PODGORICA, MONTENEGRO – Montenegro Airlines menghentikan operasinya pada hari Sabtu setelah pemerintah baru negara kecil itu menolak untuk terus membiayai maskapai nasional yang berhutang.

Maskapai penerbangan yang dibentuk 25 tahun lalu itu telah meminta maaf kepada para penumpangnya atas penghentian mendadak semua penerbangan dan berterima kasih kepada mereka atas “tahun-tahun kepercayaan, perjalanan, dan persahabatan”.

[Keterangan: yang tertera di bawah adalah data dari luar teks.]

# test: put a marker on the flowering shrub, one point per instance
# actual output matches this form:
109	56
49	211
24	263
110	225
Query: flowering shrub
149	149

Perusahaan yang mengoperasikan armada kecil Embraer 195 dan Fokker 100 dan terbang ke banyak ibu kota Eropa diperkirakan telah mengakumulasi lebih dari 150 juta euro dalam hutang yang tumbuh lebih jauh dengan jatuhnya musim turis musim panas karena pandemi virus corona.

Pemerintah konservatif baru Montenegro, yang bulan lalu mengambil alih kepemimpinan pro-Barat, mengatakan manajemen perusahaan menderita “banyak kelalaian dan kekurangan,” menambahkan bahwa gaji bulanan untuk lebih dari 350 karyawan terakhir dibayarkan pada September.

Pemerintah mengatakan akan segera menghentikan pendanaan kerugian, menambahkan bahwa hutang maskapai sedemikian rupa sehingga menghadapi “kemungkinan penyitaan pesawat” di bandara asing. Tetapi pemerintah menambahkan bahwa mereka berencana untuk membentuk maskapai penerbangan “yang sama sekali baru” dalam beberapa bulan mendatang.

Maskapai penerbangan, yang mengangkut sekitar 10 juta penumpang selama dua setengah dekade terakhir, mengatakan “keputusan pemerintah untuk menutup perusahaan kami akan berdampak negatif pada seluruh sektor penerbangan di negara itu.”

Sebagai isyarat perpisahan sentimental, pilot pada penerbangan terakhir perusahaan ke Beograd pada hari Jumat diberi izin oleh pengawas udara untuk membuat jalur berbentuk hati di langit di atas pegunungan yang indah di negara bagian Adriatik.